A Soldier's Tragedy

He killed his wife, his daughters and himself. What one National Guardsman's murder-suicide reveals about the plight of weekend warriors

  • Jed Carlson / Superior Telegram

    Before he left for Iraq in 2006, Magdzas' local paper hailed him as a patriot

    It didn't look like a war zone on the ground floor of the small white house in Superior, Wis. At midday on Aug. 18, the Crock-Pot was set to warm, slowly cooking dinner. Freshly washed clothes were in the dryer. An iPhone kept buzzing to life on the living-room couch. But upstairs, the appearance of tranquillity ended at the master-bedroom door. Behind it, a barefoot Matthew Magdzas, adrift ever since his 2007 return from Iraq, had emptied his 9-mm semiautomatic pistol into the people he loved most.

    The first shots killed his 26-year-old wife April and their 13-month-old daughter Lila, who was in her playpen. April's sunglasses remained perched atop her head, a pacifier stuffed into her back pocket. Lila, in pink socks, was wearing a T-shirt that read SPANK GRANDMA — SHE SPOILED ME. Magdzas, 23, next turned his gun on the family's three dogs, killing them all. Then he put the pistol to his right temple and fired his 14th, and last, shot.

    There was one other victim that rainy summer day: the Magdzases' second daughter, Annah, who was in her mother's womb and due to be delivered by cesarean section the next day. When police arrived and saw that April was pregnant, they summoned an ambulance but canceled the call once they realized the baby had died along with her mother, sister and father. She appeared in the police report as "unborn victim — deceased."

    Matt Magdzas' final acts may be the worst spasm of violence committed by a combat veteran since the U.S. launched two wars in the wake of Sept. 11, 2001. But in taking his own life, he joined an all-too-common group: Magdzas was one of 113 National Guard members who killed themselves in 2010. The Guard's skyrocketing suicide rate, up 82% from 2009 and 450% from 2004, now exceeds that of active-duty soldiers. This fact underscores the plight of Guardsmen, who — unlike their full-time Army buddies — lack the jobs, support and camaraderie found on military bases after they return home from war. Instead, Guard troops go in the span of a week or two from fighting in Iraq or Afghanistan to living among civilians who have no idea what they've just gone through. Many of the Guardsmen can't find work or adequate mental-health resources.

    It's not as though Magdzas simply slipped through the cracks. The demands on these soldiers are unique in American history. After a tour that won him several commendations, Magdzas returned home unemployed, suffering from nightmares and a worsening case of posttraumatic stress disorder (PTSD), and descended into alcohol and drug abuse. The Wisconsin Army National Guard and the Department of Veterans Affairs (VA) charted his decline. Things got so bad that the VA flagged Magdzas as a high suicide risk, loading him up with antidepressants and meeting with him regularly for counseling sessions, including one on the day he killed his family and himself.

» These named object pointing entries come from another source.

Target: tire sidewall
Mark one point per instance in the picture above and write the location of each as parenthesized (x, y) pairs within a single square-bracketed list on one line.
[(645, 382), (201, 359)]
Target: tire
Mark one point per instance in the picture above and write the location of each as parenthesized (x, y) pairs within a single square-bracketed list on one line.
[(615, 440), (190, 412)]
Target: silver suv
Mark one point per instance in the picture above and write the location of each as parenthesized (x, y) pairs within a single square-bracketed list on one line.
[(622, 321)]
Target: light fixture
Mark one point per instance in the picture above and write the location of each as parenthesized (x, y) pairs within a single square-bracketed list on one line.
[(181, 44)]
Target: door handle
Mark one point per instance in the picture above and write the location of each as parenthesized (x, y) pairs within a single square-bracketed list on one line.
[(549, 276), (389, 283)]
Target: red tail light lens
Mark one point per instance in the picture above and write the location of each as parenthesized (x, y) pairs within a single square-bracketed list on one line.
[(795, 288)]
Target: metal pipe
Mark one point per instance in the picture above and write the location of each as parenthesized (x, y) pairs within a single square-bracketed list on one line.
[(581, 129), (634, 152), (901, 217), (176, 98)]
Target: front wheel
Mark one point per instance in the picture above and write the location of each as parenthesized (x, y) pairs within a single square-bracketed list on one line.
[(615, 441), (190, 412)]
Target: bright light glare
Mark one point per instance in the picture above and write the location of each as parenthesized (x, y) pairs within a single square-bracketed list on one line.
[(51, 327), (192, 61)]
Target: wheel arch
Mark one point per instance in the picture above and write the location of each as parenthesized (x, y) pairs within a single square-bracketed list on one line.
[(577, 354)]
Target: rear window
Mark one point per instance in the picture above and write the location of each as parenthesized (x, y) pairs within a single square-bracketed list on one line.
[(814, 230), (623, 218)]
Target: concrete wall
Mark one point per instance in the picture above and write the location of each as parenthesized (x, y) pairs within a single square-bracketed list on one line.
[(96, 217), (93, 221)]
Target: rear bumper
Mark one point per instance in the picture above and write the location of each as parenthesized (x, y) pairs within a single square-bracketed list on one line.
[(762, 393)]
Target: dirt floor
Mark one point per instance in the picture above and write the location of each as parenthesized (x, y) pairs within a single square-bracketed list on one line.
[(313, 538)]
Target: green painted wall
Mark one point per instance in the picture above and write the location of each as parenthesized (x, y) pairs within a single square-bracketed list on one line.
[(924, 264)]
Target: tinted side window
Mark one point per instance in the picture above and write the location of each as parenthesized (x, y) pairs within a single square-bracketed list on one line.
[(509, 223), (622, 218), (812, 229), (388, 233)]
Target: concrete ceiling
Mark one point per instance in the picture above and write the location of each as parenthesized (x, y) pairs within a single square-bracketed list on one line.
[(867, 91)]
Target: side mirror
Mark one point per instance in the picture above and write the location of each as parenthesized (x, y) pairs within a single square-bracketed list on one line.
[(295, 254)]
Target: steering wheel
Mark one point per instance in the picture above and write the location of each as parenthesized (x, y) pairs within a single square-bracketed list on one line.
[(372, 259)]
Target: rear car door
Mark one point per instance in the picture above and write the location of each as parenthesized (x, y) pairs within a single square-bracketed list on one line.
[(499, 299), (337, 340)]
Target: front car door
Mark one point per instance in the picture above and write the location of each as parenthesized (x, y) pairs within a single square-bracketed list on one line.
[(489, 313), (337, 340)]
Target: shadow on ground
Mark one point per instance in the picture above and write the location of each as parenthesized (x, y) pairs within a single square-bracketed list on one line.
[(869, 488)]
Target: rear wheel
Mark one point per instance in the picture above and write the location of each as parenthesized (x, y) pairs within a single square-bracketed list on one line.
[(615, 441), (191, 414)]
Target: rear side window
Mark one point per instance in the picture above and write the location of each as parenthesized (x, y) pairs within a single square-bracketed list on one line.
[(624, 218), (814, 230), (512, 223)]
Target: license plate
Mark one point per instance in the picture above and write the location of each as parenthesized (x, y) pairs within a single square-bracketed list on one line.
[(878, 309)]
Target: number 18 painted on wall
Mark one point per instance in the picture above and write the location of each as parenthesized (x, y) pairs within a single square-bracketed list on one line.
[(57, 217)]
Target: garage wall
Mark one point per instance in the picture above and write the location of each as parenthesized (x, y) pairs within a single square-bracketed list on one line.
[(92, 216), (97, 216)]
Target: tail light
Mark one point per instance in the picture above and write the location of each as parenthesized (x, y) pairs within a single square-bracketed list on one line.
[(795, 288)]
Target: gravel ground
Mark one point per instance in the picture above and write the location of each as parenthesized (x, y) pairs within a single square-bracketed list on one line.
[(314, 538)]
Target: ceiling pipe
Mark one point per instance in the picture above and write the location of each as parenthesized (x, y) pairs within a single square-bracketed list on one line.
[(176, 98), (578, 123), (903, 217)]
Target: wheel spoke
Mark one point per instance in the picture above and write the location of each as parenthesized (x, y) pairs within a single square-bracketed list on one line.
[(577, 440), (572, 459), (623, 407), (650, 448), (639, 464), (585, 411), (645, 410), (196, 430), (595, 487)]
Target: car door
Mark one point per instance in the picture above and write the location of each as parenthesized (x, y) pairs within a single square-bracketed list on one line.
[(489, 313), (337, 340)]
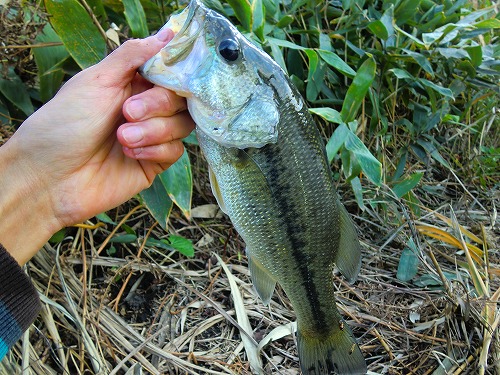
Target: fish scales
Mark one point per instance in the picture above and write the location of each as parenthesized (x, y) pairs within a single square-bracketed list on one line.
[(270, 174), (298, 220)]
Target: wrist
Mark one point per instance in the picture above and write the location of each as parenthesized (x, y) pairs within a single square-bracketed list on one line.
[(26, 217)]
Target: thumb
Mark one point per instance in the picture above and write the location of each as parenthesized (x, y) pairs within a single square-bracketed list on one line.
[(126, 59)]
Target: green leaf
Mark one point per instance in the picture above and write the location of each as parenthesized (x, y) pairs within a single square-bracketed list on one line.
[(358, 192), (5, 118), (406, 9), (313, 86), (442, 90), (258, 18), (49, 62), (403, 187), (124, 238), (358, 89), (285, 21), (329, 114), (401, 74), (378, 29), (336, 141), (136, 18), (105, 218), (162, 244), (433, 151), (74, 26), (492, 23), (181, 244), (157, 201), (243, 12), (284, 43), (421, 60), (369, 163), (15, 91), (178, 182), (335, 61), (475, 54), (408, 262)]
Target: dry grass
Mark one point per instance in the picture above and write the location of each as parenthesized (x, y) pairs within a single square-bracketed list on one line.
[(134, 309), (141, 310)]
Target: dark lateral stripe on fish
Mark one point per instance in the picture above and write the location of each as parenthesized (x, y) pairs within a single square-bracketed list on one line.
[(281, 191)]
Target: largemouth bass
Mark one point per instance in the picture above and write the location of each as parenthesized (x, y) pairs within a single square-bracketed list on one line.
[(269, 174)]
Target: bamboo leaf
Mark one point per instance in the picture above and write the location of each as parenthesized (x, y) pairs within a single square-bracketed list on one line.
[(49, 63), (178, 182), (15, 91), (156, 199), (358, 89), (408, 262), (369, 163), (136, 18), (243, 12), (258, 18), (329, 114), (403, 187), (335, 61), (336, 141), (83, 42)]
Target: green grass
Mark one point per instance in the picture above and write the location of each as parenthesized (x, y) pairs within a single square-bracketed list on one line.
[(406, 95)]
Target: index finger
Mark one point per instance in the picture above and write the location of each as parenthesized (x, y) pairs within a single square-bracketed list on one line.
[(155, 102)]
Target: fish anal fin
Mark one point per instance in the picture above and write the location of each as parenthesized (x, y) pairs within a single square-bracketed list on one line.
[(337, 353), (216, 190), (262, 280), (348, 259)]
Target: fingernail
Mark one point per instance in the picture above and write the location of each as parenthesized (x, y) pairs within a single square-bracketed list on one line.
[(136, 109), (164, 35), (132, 134)]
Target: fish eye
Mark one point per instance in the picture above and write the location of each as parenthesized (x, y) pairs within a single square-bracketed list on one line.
[(229, 49)]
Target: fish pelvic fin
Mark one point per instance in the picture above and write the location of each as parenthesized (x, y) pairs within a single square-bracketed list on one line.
[(337, 353), (348, 258), (262, 280), (216, 190)]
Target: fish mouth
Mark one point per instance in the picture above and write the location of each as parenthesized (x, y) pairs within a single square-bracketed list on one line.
[(171, 66)]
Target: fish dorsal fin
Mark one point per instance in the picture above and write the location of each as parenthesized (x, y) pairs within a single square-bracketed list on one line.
[(262, 280), (348, 258), (216, 190)]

    "None of us believed that anyone could ever suffer from PTSD bad enough to shoot your own 1-year-old baby," says Shawn Oles, April's older brother. He does not blame everything that happened on the war, but he believes it played a key role in his sister's death. "I don't think our government and our country is doing all they can to help these guys when they come home," adds Oles, who served in the Marines for four years in the mid-1990s. "It's not a light switch. You don't train how to kill people and then do a couple weeks' debriefing and everything's O.K." Magdzas' mother Marianne Bergren says her friendly and sensitive boy returned from war "very, very distant and very angry." Bergren says she didn't want to pry into the life of her newlywed son. But she saw a changed man. "I feel just horrible about everything," she says through tears.

    The National Guard and VA, citing privacy laws, won't discuss Magdzas' case. But TIME has been able to trace what happened to him through military and VA records, which were obtained from government sources. His is an important story because it highlights the holes in the safety net that is supposed to catch the thousands of troubled Guard members returning from combat each year. If someone like Magdzas can snap — even while under the VA's watchful eye — how many more part-time soldiers will fail to get the help they need?